Pemicu anak disleksia sulit untuk mengeja huruf adalah karena adanya gangguan di system
sarafnya. Sehingga sebenarnya tidak ada hubungan dengan kecerdasan (IQ) dari si anak. Bahkan banyak
anak yang mengidap disleksia memiliki kecerdasan di atas rata-rata. Dalam film ini, Ishaan sangat cerdas
dalam bidang seni. Di film ini juga diperlihatkan tokoh-tokoh pengidap disleksia yang memiliki
kecerdasan di atas rata-rata, bahkan masuk kategori gifted. Contohnya Albert Einstein, Picasso,
Leonardo Da Vinci, Agatha Christie, dan lain-lain.
Guru ini mencoba memahami terlebih dahulu bagaimana keadaan Ishaan, lalu mengajarkan
menulis huruf dengan metode menulis di media lain secara berulang-ulang; hal ini hampir sama dengan
metode Fernald.

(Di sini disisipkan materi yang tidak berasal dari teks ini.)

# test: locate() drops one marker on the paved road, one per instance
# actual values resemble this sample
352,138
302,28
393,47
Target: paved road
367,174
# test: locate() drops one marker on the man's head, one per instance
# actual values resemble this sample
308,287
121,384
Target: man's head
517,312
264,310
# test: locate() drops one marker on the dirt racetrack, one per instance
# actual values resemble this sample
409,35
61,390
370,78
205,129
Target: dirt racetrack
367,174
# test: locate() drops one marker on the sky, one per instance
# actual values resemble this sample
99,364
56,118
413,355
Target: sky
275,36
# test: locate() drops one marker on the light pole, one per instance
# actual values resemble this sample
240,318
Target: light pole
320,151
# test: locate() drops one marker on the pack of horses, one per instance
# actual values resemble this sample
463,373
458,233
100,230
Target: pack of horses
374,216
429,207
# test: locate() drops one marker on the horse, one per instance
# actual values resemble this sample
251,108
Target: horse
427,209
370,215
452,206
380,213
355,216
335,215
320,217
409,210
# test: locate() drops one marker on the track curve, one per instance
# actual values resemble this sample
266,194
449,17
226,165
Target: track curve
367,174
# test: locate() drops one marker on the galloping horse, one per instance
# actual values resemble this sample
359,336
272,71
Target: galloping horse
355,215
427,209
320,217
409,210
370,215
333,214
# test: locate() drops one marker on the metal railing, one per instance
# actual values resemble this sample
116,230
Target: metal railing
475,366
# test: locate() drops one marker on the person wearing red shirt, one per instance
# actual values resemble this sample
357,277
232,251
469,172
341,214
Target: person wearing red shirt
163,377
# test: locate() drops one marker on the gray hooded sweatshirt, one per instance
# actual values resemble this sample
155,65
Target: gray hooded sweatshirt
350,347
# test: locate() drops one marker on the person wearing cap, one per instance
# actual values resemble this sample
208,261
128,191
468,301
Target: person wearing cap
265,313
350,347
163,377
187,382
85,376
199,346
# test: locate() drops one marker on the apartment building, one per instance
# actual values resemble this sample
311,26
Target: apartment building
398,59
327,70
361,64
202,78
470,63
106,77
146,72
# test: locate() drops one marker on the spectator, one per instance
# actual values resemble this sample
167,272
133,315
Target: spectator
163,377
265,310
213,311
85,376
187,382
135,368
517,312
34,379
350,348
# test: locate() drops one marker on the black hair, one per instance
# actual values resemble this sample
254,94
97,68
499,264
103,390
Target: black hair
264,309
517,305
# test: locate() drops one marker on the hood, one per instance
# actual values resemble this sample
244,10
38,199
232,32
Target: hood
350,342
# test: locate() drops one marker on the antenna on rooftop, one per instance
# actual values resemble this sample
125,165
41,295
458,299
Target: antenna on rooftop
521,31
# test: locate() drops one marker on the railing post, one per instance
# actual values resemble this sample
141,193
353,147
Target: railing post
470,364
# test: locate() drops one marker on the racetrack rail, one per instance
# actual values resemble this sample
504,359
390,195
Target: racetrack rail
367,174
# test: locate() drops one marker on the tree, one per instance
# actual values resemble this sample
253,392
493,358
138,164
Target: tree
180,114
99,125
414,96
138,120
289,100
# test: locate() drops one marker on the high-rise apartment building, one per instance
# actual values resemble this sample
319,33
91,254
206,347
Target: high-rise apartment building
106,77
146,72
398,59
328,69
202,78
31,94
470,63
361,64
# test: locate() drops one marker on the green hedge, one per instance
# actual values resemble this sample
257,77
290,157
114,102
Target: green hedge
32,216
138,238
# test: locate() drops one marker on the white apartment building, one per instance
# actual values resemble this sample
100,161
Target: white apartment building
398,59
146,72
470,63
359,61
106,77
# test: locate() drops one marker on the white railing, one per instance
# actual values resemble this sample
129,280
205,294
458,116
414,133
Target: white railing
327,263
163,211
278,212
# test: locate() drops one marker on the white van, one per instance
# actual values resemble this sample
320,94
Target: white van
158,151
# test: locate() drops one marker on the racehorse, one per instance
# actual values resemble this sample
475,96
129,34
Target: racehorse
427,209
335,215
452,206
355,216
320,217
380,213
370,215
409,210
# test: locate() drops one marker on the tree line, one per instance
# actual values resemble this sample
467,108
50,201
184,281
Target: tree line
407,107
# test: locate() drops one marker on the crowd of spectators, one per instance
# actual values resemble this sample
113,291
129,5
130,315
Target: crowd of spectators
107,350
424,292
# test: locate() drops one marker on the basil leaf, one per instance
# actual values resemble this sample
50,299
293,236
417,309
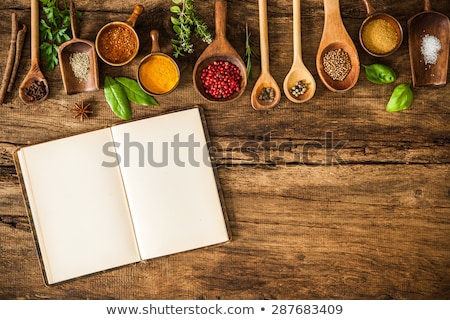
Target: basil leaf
117,99
135,93
379,73
401,98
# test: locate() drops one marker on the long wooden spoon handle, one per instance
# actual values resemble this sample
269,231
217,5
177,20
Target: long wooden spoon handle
34,31
263,35
220,13
297,30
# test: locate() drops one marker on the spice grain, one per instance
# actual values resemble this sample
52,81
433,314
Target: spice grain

Metode pengajaran Fernald disebut metode membaca multisensoris yang sering
dikenal pula sebagai metode VAKT (Visual, audiotory, kinesthetic and tactile) (Novitasari dkk.). Namun,
dalam metode ini anak diajarkan tiap kata secara utuh, tidak seperti dalam film Taree Zameen Par ini
yang diajarkannya tiap huruf. Terdapat pula metode stimulasi visual yang bertujuan untuk memperbaiki
pemahaman dan memperkuatkan ingatan. Dasar dari subyek untuk merekognisi ingatan adalah karena
pengaruh persepsi (Kawuryan, 2012). Metode stimulasi visual sangatlah efektif karena metode ini
menghubungkan antara konsep materi dengan keadaan realitas. Jadi, dalam metode ini, yang diperbaiki
adalah persepsi si anak dalam memandang bentuk huruf. Jadi, saat membaca anak tidak lagi merasa
bingung dan tertukar antara huruf yang memiliki bentuk yang hampir sama. Misalnya, b dengan d.
DAFTAR PUSTAKA

M, Aphroditta. 2013. Panduang Lengkap Orangtua & Guru untuk Anak dengan Disleksia (Kesulitan
Membaca). Yogyakarta: Javalitera

Subini, Nini. 2013. Mengatasi Kesulitan Belajar Pada Anak. Yogyakarta: Javalitera

Nofitasari, Anggun, dkk. Teori dan Metode Pengajaran pada Anak Disleksia. Yogyakarta: Universitas PGRI
Yogyakarta.

Kawuryan, Fajar. 2012. Pengaruh Stimulasi Visual Untuk Meningkatkan Kemampuan Membaca Pada
Anak Disleksia. Universitas Muria Kudus: Kudus.